I stared at the hypodermic needle too, t hen braced myself against the surprise assault of uninvited images pounding my brain. I’d never seen them outside of childhood nightmares until now. My own terror blended with Lenzi’s fear in a paralyzing concoction that seemed to stop time. I could envision the whole scene as if it had happened yesterday: The woman’s black hair was a mass of snarls and knots, her head cocked at an unnatural angle, her mouth gaping open like one of the culverts under the highway near the apartment. The tourniquet still bound her emaciated upper arm, the syringe jutting out where she had last jabbed it into her bruised flesh. And I felt . . . nothing. No loss, no sadness, nothing—until the man came in. Then I felt fear.
“Hey, Junior. You okay?” Race asked, syringe still in hand.
I pulled myself back to the present, giving myself an internal shake. “Yeah.”
“You looked strange for a minute,” he said.
I shrugged. “I’m fine.”
“I’ll do the stitches if you prefer, Lenzi,” Alden said, taking her good arm and lacing his fingers through hers, “but Race is much better at it than I am.”
She took a gulp of air.
“Paul could do it too. Tell me what you want.” His gray eyes locked on her face.

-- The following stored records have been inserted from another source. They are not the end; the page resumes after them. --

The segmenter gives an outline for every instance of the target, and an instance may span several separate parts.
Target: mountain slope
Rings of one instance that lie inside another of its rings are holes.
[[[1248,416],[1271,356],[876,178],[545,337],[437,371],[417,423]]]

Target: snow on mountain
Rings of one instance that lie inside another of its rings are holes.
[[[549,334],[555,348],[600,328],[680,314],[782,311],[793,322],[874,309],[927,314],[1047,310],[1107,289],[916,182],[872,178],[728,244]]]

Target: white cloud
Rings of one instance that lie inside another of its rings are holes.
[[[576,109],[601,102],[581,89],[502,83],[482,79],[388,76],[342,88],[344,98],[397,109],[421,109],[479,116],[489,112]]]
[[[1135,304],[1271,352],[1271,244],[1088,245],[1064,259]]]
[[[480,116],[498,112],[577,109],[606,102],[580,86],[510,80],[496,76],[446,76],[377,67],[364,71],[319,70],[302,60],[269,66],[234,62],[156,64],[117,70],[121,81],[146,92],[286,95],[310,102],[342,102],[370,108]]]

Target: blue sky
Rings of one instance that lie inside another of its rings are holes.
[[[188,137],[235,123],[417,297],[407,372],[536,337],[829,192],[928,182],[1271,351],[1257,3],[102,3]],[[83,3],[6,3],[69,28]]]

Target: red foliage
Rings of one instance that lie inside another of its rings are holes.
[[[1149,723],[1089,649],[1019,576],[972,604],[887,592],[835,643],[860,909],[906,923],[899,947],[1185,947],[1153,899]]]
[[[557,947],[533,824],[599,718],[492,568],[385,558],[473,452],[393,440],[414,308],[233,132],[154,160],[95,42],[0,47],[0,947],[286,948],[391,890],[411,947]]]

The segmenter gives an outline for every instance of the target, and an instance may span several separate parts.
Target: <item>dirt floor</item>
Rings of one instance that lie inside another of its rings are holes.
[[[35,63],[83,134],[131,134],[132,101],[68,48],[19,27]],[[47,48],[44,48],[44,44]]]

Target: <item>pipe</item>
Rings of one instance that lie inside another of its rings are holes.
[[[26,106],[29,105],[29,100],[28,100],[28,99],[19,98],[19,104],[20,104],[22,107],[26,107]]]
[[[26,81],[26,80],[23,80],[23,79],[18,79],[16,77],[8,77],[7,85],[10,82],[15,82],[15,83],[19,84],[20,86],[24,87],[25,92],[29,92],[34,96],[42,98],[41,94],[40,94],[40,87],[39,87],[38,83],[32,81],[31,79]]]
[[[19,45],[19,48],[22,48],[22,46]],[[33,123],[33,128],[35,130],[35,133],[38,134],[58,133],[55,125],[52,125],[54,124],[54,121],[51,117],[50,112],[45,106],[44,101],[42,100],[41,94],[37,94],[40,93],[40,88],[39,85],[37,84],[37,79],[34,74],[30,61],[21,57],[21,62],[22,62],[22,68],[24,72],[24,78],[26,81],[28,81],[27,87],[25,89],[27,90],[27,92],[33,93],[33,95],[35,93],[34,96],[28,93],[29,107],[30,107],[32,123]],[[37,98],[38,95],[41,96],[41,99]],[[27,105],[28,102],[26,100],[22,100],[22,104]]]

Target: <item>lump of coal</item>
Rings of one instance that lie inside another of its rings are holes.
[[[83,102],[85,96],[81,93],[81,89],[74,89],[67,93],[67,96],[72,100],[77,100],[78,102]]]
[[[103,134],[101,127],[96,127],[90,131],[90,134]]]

Not me, not me, not me, I chanted in my head. I’d never sewn up a real person before, only a practice dummy, but that’s what my mentorship with Alden was for—to get hands-on training. Just not now. Not when I was freaked out, and not on Lenzi when she was so scared.
“Go ahead, Race,” she whispered. I almost collapsed from relief.
“Don’t watch.” Alden turned her face away.
“I can’t help it,” she said, her panic welling and surging through me again.
Race crossed his arms over his chest and shook his head. “The bleeding is not stopping, and I’ve got to clean it off again before I numb her.” He gave Alden a pointed look, lifting an eyebrow that matched his red hair. “A distraction maybe?”